あおむしの恋はちょっぴり☆オブザデッド

はやく人間になりたいオブザデッド

ガメラ対宇宙怪獣バイラス

2023-06-10 11:40:35 | U-NEXT
1968大映。僕たち今、ガメラと競争してるんだ。

怒涛の第四作目。「妖怪百物語」と同時上映だったようですね。…これ正直百物語のほうが人気だったんじゃねえかな…。
開始5分でいきなり地球を救うガメラは最初からクライマックスなアベンジャーズ的演出で度肝を抜かれましたが。

前作から続く子供向け路線をさらに強化。「大人も楽しめる子供映画」から「東映まんが祭り」方面に深化しました。
マサオ君とジム君の小学生二人が主人公。
ガメラの子供好きがさらに加速して一緒に遊んであげたり敵に人質に取られた子供たちのために降伏したりして楽しい。
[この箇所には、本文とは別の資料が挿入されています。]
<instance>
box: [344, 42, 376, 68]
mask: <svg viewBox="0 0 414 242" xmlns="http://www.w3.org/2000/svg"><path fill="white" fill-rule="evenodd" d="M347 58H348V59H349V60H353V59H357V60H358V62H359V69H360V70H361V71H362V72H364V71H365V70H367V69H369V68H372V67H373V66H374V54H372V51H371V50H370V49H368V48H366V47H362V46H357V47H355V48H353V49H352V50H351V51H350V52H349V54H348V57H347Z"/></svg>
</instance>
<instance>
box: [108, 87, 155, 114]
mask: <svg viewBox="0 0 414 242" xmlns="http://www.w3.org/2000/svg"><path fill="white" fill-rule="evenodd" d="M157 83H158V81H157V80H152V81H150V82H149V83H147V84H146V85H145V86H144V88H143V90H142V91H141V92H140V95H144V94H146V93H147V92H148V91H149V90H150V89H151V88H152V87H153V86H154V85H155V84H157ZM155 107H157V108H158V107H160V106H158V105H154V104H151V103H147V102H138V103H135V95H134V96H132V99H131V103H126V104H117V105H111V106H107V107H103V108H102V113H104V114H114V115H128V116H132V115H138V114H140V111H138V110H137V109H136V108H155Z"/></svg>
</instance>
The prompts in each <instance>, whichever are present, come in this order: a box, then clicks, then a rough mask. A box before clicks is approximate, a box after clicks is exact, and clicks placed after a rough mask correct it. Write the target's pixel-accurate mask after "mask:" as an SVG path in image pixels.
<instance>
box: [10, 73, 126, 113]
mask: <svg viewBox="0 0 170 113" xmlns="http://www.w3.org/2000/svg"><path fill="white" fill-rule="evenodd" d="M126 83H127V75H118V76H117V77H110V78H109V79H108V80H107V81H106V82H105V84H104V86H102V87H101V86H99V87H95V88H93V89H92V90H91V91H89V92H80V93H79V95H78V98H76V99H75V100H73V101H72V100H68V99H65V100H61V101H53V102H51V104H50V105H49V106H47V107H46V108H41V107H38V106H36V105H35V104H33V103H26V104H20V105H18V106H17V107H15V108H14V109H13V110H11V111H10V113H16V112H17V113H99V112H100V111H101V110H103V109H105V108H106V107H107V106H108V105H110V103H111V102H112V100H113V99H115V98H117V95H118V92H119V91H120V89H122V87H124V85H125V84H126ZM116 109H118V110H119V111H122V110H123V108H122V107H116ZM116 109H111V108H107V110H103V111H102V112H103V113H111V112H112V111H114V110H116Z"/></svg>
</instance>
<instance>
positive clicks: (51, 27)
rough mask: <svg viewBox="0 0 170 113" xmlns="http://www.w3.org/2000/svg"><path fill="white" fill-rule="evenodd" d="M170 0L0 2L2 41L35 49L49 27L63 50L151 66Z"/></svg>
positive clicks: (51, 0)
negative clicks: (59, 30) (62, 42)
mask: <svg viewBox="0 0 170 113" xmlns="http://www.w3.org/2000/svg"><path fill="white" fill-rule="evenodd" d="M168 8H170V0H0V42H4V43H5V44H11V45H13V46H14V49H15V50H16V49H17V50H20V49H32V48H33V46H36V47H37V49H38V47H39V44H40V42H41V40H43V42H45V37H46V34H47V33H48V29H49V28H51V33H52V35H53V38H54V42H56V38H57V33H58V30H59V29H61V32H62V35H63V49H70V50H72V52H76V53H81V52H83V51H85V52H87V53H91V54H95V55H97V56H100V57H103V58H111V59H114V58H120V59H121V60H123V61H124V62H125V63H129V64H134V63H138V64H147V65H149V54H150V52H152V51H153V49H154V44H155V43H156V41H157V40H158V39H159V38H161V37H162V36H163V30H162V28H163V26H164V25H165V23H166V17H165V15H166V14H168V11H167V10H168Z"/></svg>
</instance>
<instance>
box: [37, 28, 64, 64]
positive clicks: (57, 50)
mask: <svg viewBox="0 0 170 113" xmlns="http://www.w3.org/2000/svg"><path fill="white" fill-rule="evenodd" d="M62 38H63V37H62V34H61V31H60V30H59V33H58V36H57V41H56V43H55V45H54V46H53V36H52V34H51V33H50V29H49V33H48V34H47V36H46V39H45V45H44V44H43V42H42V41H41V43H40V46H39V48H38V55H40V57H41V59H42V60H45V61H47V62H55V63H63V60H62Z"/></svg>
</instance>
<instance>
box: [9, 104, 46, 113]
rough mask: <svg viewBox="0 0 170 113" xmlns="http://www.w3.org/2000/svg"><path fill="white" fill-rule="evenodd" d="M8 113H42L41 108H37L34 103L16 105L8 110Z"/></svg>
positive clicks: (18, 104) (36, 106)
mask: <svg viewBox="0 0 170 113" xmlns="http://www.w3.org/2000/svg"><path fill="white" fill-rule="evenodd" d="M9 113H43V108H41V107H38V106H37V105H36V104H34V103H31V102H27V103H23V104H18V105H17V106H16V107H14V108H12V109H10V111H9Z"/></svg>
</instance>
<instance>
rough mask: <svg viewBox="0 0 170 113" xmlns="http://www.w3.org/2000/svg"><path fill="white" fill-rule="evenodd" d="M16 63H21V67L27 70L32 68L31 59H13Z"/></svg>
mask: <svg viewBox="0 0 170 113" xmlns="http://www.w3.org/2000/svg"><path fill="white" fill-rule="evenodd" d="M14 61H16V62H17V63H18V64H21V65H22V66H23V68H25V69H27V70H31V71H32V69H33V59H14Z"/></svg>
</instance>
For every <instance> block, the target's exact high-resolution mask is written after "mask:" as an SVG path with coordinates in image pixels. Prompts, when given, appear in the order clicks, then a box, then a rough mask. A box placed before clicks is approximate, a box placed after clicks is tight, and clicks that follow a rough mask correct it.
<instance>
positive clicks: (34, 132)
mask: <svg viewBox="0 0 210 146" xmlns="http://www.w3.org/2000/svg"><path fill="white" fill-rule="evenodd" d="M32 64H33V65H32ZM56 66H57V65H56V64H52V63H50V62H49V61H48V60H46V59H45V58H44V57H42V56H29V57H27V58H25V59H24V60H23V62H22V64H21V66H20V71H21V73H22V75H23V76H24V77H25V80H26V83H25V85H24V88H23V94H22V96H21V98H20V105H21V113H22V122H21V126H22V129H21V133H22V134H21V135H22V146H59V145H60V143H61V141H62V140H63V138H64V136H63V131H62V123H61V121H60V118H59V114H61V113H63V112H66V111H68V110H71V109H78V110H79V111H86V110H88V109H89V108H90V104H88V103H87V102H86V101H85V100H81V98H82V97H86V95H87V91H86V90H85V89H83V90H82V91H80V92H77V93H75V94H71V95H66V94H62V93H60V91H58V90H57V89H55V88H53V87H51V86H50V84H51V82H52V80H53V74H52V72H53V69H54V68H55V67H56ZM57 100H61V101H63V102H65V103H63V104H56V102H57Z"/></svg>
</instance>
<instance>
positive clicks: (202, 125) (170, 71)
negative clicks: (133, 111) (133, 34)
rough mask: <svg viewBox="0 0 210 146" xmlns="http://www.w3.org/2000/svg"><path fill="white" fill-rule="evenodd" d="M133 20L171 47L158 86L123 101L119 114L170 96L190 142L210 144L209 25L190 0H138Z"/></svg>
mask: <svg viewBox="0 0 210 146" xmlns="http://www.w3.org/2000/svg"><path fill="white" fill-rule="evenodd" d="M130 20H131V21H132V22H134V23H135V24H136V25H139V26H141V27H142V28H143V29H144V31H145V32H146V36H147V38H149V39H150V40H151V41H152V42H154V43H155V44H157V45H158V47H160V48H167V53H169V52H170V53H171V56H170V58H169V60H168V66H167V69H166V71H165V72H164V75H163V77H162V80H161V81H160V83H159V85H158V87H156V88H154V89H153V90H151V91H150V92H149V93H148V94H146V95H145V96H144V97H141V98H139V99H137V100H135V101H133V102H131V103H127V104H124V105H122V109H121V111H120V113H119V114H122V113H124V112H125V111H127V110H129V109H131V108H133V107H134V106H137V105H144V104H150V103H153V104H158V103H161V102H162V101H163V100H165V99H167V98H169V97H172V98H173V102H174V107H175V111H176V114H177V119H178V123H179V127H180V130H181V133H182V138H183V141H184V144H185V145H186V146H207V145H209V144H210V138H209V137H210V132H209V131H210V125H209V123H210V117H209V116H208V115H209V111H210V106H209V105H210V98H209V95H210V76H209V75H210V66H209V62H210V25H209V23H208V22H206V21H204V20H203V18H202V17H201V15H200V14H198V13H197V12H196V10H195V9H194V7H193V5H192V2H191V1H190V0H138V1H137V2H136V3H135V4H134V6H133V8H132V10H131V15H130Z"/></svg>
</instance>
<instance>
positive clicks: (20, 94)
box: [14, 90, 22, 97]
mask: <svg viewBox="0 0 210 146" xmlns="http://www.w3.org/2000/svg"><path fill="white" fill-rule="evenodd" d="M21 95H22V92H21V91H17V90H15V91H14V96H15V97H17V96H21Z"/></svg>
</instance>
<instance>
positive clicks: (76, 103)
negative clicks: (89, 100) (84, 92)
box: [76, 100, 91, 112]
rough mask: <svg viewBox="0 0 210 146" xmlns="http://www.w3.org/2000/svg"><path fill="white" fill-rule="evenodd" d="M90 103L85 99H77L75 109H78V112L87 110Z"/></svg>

完全に意思疎通。
子供たちと一緒にバリアに閉じ込められたガメラがバリアの裾をちょびっとめくって逃がしてあげるのとかかわいい。
かわいいといえば敵のバイラス星人の宇宙船がミツバチのお尻を5つ並べたみたいでかわいい。
船内もハニカム構造を基調としていてかわいい。
そこで出されるサンドイッチも六角形でこだわっててかわいい。

それくらいかなー。

あとはマイナス面が目立ったかな。
ガメラの脳内映像という名目での過去のバルゴン戦、ギャオス戦の使いまわしとか。バルゴン戦に至ってはほぼ全編使ってた感。
さらにギャオス戦には目撃者として前作主演の現場監督が出てんだよ。ガメラ脳内なのに人間目線ってどうなのという以前に、現場監督役の本郷さんは本作でも別人役で出てるのに。
やっつけが過ぎるというか、手塚スターシステム的(ゴジラの高島忠夫みたいな)な物へのアイロニーとも言えなくはなくもないけども。まあただのやっつけだろうなー。

その後もガメラの街破壊シーンまでも過去作の切り抜きを今作で起こった事態として使いまわす。前々作の黒部ダム破壊の再放送で「ん?」とはなるんだけどカラー映像の合間に一作目の白黒映像もまんま使うとはなあ。
予想したまさかね…が現実になる絶望感。よりによって白黒を使いまわすかね。
ゴジラのガバラ戦よりひどい。
東京タワーは2年ちょっとで再建したのにまたバイラス星人に名指しされたうえ壊されました。
当時は映画公開終了後、作品のビデオ販売もテレビ放映もないというのが前提であり、子供映画なんて今作が初見のガキばっかりだし、例え前作を観てたってどうせ覚えてねえだろし、どうせ子供は怪獣が暴れてりゃあ満足するから。
っていうのが透けて見えちゃうのはなあ。
結局予算と製作期間の問題なんだろうけど、前作が熱量をもって制作した「子供向け映画」だとすると、今作はこれでくらいで大丈夫だろという「子供だまし映画」になってしまっているなあという印象ですね。

序盤で主役の子供たちが披露した特技を終盤で伏線として使用したり、この二人が自らを犠牲にしてもいいから地球を救ってほしいと懇願するシーンなんかもあって、プロットとしては基本に忠実でありつつ熱い展開もあり決して映画として破綻させないようにしているだけに、もったいないなーとつくづく思う。

ホラー目線では人間状態のバイラス星人の眼だけ光るやつとか飛ばした腕の断面とか最高でした。5人並べて首をはねるシーンもショッキングで最高。
あとガメラが今までで一番グロくてエグいダメージを受けますが、あまんり意に介してないようで安心しました。